The entire article can be downloaded, but here is an excerpt:
The Christian church has, at its best, been known for exemplary love and sacrificial service to “the least of these”—the poor, oppressed, and marginalized. Such service has provided a powerful witness for the gospel. By upholding the dignity of all human life as the image of God, and by tangibly expressing the biblical ethic of personhood that flows from it, the church has the opportunity to be a light to the nations by welcoming the weak and powerless to find grace, mercy, and rest in Jesus Christ.
Unfortunately, many victims who reach out to churches in times of need receive blame, disbelief, suspicious questions, bad advice, platitudes, and shallow theology instead of care and compassion.

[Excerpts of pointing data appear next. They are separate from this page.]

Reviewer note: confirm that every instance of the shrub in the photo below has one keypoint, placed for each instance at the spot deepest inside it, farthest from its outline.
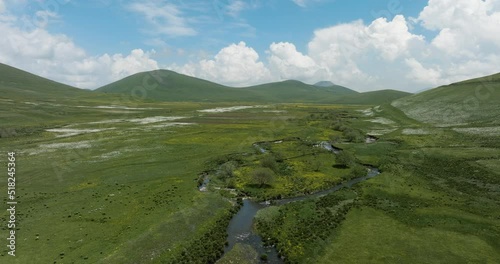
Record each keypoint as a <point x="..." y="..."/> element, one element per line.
<point x="269" y="162"/>
<point x="263" y="176"/>
<point x="344" y="159"/>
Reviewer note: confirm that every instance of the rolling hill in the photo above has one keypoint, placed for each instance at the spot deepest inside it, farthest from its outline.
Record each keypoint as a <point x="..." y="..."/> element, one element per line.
<point x="471" y="101"/>
<point x="164" y="85"/>
<point x="374" y="97"/>
<point x="169" y="86"/>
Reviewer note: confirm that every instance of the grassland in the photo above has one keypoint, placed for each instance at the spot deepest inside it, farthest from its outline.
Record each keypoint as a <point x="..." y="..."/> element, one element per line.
<point x="436" y="200"/>
<point x="163" y="85"/>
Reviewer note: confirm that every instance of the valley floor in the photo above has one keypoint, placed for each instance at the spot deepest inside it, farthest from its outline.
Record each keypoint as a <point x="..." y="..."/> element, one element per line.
<point x="100" y="183"/>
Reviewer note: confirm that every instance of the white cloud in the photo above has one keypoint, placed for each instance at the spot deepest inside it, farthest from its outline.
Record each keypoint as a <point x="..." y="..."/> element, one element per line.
<point x="305" y="3"/>
<point x="235" y="7"/>
<point x="422" y="75"/>
<point x="466" y="27"/>
<point x="301" y="3"/>
<point x="163" y="19"/>
<point x="236" y="64"/>
<point x="288" y="63"/>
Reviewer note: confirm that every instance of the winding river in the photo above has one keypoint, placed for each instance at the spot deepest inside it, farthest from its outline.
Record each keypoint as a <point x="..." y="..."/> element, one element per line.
<point x="240" y="229"/>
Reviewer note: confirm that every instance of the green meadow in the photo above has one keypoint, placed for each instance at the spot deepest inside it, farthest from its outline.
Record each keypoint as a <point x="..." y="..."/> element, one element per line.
<point x="113" y="177"/>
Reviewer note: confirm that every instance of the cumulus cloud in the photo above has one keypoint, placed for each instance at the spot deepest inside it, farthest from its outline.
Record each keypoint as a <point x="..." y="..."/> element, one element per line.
<point x="304" y="3"/>
<point x="379" y="54"/>
<point x="163" y="18"/>
<point x="2" y="6"/>
<point x="236" y="64"/>
<point x="56" y="56"/>
<point x="288" y="63"/>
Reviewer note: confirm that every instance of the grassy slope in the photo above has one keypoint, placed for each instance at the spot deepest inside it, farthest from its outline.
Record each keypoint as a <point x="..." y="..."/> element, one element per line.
<point x="163" y="85"/>
<point x="375" y="97"/>
<point x="16" y="83"/>
<point x="469" y="101"/>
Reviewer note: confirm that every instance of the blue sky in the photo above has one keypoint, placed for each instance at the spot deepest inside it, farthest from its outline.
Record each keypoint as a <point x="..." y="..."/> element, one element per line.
<point x="366" y="45"/>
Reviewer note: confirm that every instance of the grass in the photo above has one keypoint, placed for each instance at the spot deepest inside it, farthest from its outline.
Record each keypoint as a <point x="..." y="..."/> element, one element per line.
<point x="472" y="101"/>
<point x="241" y="254"/>
<point x="163" y="85"/>
<point x="369" y="235"/>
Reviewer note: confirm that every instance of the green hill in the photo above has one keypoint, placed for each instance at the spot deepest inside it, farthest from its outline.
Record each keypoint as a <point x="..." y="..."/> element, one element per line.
<point x="470" y="101"/>
<point x="375" y="97"/>
<point x="164" y="85"/>
<point x="296" y="91"/>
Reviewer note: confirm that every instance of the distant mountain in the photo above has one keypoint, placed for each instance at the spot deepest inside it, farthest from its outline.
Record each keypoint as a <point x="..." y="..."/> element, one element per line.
<point x="296" y="91"/>
<point x="471" y="101"/>
<point x="16" y="83"/>
<point x="167" y="85"/>
<point x="164" y="85"/>
<point x="324" y="84"/>
<point x="375" y="97"/>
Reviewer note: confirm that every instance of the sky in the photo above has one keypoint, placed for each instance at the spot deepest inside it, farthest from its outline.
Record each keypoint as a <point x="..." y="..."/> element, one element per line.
<point x="365" y="45"/>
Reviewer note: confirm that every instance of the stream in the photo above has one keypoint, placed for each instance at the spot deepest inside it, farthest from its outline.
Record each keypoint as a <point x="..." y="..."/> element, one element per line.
<point x="240" y="229"/>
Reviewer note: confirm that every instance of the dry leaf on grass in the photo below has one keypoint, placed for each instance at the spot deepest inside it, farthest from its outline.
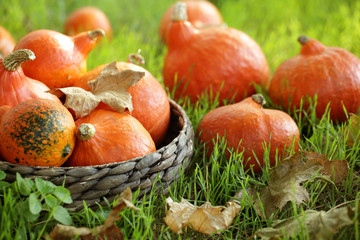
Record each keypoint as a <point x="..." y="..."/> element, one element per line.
<point x="352" y="129"/>
<point x="286" y="177"/>
<point x="107" y="231"/>
<point x="110" y="87"/>
<point x="319" y="225"/>
<point x="335" y="170"/>
<point x="205" y="219"/>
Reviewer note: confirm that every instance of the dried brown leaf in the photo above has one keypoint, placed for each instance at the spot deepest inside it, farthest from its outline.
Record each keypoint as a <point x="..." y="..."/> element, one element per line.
<point x="284" y="184"/>
<point x="286" y="177"/>
<point x="107" y="231"/>
<point x="110" y="87"/>
<point x="335" y="170"/>
<point x="205" y="219"/>
<point x="319" y="225"/>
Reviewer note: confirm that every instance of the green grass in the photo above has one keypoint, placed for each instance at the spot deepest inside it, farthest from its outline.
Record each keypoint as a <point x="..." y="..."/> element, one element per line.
<point x="275" y="25"/>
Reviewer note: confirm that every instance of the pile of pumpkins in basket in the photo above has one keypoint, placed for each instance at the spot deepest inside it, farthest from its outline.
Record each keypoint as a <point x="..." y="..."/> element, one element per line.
<point x="204" y="57"/>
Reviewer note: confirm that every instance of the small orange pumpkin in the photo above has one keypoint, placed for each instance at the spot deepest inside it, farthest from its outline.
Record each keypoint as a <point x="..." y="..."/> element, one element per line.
<point x="246" y="127"/>
<point x="224" y="60"/>
<point x="149" y="99"/>
<point x="60" y="59"/>
<point x="37" y="132"/>
<point x="7" y="42"/>
<point x="15" y="87"/>
<point x="106" y="136"/>
<point x="331" y="73"/>
<point x="201" y="14"/>
<point x="87" y="18"/>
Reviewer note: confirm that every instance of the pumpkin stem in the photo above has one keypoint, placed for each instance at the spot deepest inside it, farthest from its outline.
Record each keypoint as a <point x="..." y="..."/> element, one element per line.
<point x="303" y="39"/>
<point x="136" y="58"/>
<point x="85" y="131"/>
<point x="96" y="33"/>
<point x="179" y="13"/>
<point x="13" y="61"/>
<point x="259" y="98"/>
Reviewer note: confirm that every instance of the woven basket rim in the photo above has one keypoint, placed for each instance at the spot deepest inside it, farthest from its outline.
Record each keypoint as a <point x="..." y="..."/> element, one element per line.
<point x="111" y="165"/>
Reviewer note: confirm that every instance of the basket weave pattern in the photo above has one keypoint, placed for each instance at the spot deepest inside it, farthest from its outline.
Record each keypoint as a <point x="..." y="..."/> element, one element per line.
<point x="92" y="183"/>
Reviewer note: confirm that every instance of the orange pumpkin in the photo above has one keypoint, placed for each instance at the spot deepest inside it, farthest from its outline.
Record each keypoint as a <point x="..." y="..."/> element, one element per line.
<point x="149" y="98"/>
<point x="106" y="136"/>
<point x="15" y="87"/>
<point x="60" y="59"/>
<point x="7" y="42"/>
<point x="201" y="14"/>
<point x="223" y="60"/>
<point x="246" y="127"/>
<point x="331" y="73"/>
<point x="87" y="18"/>
<point x="37" y="132"/>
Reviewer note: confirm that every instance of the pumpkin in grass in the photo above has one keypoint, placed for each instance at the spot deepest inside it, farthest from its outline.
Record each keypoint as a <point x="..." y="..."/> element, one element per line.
<point x="15" y="87"/>
<point x="247" y="127"/>
<point x="37" y="132"/>
<point x="150" y="102"/>
<point x="201" y="14"/>
<point x="223" y="60"/>
<point x="105" y="136"/>
<point x="87" y="18"/>
<point x="7" y="42"/>
<point x="331" y="73"/>
<point x="60" y="59"/>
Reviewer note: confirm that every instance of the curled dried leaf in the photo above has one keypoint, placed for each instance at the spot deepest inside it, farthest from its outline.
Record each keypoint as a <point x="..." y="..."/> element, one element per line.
<point x="110" y="87"/>
<point x="205" y="219"/>
<point x="286" y="177"/>
<point x="319" y="225"/>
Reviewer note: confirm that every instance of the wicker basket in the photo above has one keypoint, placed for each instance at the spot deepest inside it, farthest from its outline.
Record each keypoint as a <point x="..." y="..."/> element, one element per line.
<point x="92" y="183"/>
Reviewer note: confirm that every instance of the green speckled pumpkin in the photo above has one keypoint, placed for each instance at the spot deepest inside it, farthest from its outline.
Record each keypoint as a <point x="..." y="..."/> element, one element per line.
<point x="37" y="132"/>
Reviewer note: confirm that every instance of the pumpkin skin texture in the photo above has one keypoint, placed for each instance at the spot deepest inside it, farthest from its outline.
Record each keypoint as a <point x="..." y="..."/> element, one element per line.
<point x="332" y="73"/>
<point x="200" y="13"/>
<point x="225" y="60"/>
<point x="149" y="98"/>
<point x="118" y="137"/>
<point x="245" y="126"/>
<point x="7" y="42"/>
<point x="37" y="132"/>
<point x="60" y="59"/>
<point x="15" y="87"/>
<point x="87" y="18"/>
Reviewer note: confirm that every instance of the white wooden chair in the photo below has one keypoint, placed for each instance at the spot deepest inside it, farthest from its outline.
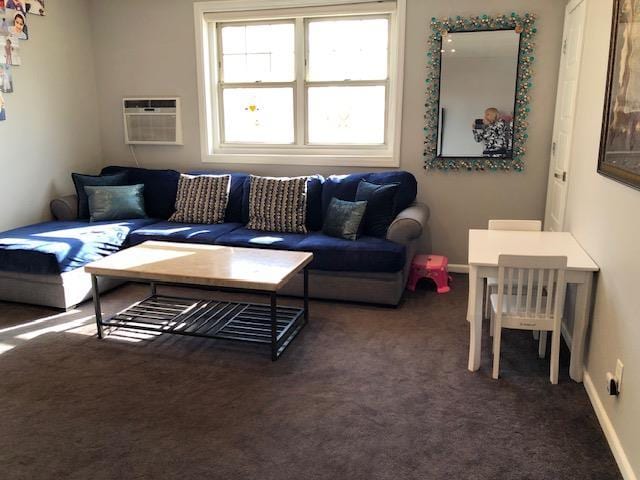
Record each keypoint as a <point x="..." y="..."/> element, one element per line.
<point x="525" y="309"/>
<point x="492" y="283"/>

Rather than pat answers, victims need practical victim advocacy full of biblical and theological depth.
Churches have a great opportunity to offer victims of violence love, safety, patience, and counseling. Caring for and responding to women at risk is an opportunity for Christians to take the gospel to those who are most in need, provide an alternative community centered on Jesus to the marginalized, and show the transformative power of the gospel to the watching world. Moreover, responding to the epidemic of violence against women is a way the church can follow the charge of James to practice “pure religion” ( James 1:27) by caring for vulnerable women.